When I was a teenager in the 1990s the internet felt like a secret that not enough people knew about yet. I was a curious kid, interested in how things worked, and I was completely enamored by it. I found Linux -- specifically Slackware -- and suddenly I had a working installation on used hardware from Goodwill. Eventually I got a mail server running for my friends so we could have our own email addresses on our own domain. Before that we shared a single ISP address with our parents. Having something that was ours felt genuinely powerful. We owned a small piece of the internet. Nobody could take it away from us or change the terms on us.
That experience is a big part of why I still care about the open internet. I still run my own servers. I still want to build on open protocols. But I also recognize that I am not a typical user. Not everyone has the time, the curiosity, or the inclination to go down that path. Most people just want things to work. That is completely reasonable, and it is exactly the dynamic that closed platforms exploit.
So the question I keep coming back to is: how does the average person work towards maintaining an open internet? I do not have a complete answer. But I think it starts with understanding what is at stake.
The open internet has always survived on a simple condition: it has to be useful enough that ordinary people choose to use it. When it stops being the most convenient option, people leave. They've done it before, and they're doing it again now.
In the early 1990s, most Americans online weren't on the internet at all -- they were on AOL. A closed, curated system with its own content, its own email, its own chat. It was easy and it worked. What killed it wasn't a better closed system -- it was the open web becoming genuinely useful. Companies started publishing their own websites. News, shopping, and communication moved onto the open internet and AOL became a middleman nobody needed.
For a while, the open web thrived. People published blogs. They followed each other through RSS feeds -- a simple open standard that let you subscribe to any site and read everything in one place, without going to each site individually and without any platform in the middle deciding what you saw. Aaron Swartz, who co-authored the RSS 1.0 spec at age 13, believed deeply that open standards like this were the foundation of a free internet. He spent much of his short life fighting for that idea. The culture he represented -- of building open things that anyone could use and nobody could own -- produced the best version of the web we have ever had. I miss it. I wish we were still there.
Then the smartphone arrived. The web didn't disappear, but the habits changed. Apps offered tighter experiences: faster, cleaner, with push notifications and native feel. The data behind them -- often just JSON talking to an API -- was the same information that a website could have delivered. But the app became the interface, and the interface became the product. Twitter progressively throttled its web experience to push people into the app. RSS readers were shut down -- Google killed Google Reader in 2013 and took a huge portion of the blog-reading public with it. The open URL became a second-class citizen.
This matters because apps are not the open internet. You cannot link deeply into most of them. You cannot index them. You cannot archive them. When a company shuts down or changes its terms, the content disappears. There is no Wayback Machine for an app's timeline. The information exists, but it is not yours to access.

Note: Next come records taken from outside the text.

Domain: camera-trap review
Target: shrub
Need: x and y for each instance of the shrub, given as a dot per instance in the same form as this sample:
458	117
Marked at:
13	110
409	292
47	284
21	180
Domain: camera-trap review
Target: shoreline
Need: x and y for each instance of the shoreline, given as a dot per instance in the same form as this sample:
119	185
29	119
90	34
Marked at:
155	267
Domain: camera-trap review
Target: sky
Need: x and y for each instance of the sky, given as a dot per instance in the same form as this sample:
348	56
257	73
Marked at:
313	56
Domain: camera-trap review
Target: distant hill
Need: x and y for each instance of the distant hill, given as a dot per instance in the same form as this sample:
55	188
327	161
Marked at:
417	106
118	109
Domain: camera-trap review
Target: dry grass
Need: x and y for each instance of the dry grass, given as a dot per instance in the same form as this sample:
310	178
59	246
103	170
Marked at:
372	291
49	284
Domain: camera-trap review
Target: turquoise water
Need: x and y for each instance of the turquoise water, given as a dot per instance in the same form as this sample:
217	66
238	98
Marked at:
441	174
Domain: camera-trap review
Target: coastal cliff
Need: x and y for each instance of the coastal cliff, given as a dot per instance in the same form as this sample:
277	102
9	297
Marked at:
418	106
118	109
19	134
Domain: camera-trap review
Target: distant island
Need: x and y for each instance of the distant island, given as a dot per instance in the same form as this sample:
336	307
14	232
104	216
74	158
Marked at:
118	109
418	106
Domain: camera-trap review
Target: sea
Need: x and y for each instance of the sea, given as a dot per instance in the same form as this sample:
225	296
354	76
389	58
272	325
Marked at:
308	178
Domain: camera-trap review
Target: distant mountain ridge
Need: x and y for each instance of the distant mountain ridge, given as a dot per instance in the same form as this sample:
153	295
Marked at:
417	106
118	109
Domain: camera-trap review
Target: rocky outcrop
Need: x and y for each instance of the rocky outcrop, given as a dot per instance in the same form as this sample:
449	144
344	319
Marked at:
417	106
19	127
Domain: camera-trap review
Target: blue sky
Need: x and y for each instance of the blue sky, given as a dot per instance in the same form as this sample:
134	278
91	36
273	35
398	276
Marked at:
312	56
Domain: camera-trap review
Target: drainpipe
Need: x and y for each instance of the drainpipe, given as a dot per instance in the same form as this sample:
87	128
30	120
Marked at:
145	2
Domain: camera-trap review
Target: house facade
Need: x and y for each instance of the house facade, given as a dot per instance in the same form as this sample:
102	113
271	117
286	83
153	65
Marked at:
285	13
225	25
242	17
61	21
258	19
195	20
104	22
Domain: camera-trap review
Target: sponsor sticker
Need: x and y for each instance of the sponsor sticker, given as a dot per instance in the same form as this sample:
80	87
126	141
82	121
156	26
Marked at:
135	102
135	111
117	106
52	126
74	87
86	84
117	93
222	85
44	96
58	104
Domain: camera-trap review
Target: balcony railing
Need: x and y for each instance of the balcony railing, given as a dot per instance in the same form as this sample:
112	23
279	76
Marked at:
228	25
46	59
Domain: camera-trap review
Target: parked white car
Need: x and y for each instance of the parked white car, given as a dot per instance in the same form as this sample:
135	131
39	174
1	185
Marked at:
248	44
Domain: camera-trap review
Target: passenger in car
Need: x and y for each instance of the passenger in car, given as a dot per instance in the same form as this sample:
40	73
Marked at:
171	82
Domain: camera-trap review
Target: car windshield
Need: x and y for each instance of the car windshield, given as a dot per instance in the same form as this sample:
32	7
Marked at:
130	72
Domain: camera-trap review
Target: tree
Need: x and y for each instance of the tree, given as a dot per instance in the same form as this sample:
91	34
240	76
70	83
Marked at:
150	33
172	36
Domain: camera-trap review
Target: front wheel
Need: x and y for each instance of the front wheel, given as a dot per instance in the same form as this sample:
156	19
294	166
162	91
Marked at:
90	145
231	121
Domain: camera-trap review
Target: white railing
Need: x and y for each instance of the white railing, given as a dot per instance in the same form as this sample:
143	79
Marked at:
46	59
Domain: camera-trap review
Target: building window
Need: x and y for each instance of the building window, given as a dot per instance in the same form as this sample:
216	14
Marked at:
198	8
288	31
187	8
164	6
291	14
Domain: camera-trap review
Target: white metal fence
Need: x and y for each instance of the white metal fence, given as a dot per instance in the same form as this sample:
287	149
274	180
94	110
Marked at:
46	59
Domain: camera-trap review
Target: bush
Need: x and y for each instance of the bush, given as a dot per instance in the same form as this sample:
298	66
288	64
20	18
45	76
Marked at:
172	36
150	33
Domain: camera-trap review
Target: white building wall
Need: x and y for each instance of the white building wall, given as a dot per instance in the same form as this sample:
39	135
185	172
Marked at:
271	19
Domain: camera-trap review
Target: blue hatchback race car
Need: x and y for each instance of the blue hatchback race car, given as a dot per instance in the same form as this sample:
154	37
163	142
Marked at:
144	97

For people who are not going to run their own servers, there are still meaningful choices. Some require no technical skill at all:
But I am genuinely uncertain whether a list of habits is enough. The drift toward closed systems is not driven by malice -- it is driven by convenience, and convenience is hard to argue against. I want to understand how people who did not grow up tinkering with Linux can still have a real stake in keeping the web open. I do not think I have figured that out yet.
There are reasons to be hopeful. Mastodon and the broader fediverse are the most promising development I have seen in years. The underlying protocol, ActivityPub, is an open standard -- anyone can run a server, and servers talk to each other. No single company owns it. No terms of service can disappear your audience overnight. It is the RSS model applied to social networking, and it actually works. It is not perfect and it is not easy, but it exists and people use it.
What I really want to see -- and what I think would matter more than any individual user habit -- is companies coming back to the open web. Not just maintaining a presence on closed platforms, but building real websites again. A website is something you own. It has a URL. It can be linked to, indexed, archived, and read without an account. When a business publishes something on a closed platform, they are renting an audience from a landlord who can change the terms at any time. When they publish it on their own site, they are building something that belongs to them and to the web.
The open internet will persist as long as it remains the most useful place to be. That is not guaranteed. It is a thing people have to keep choosing -- and we need to make it easy enough for everyone to choose, not just the people who were already curious enough to go looking.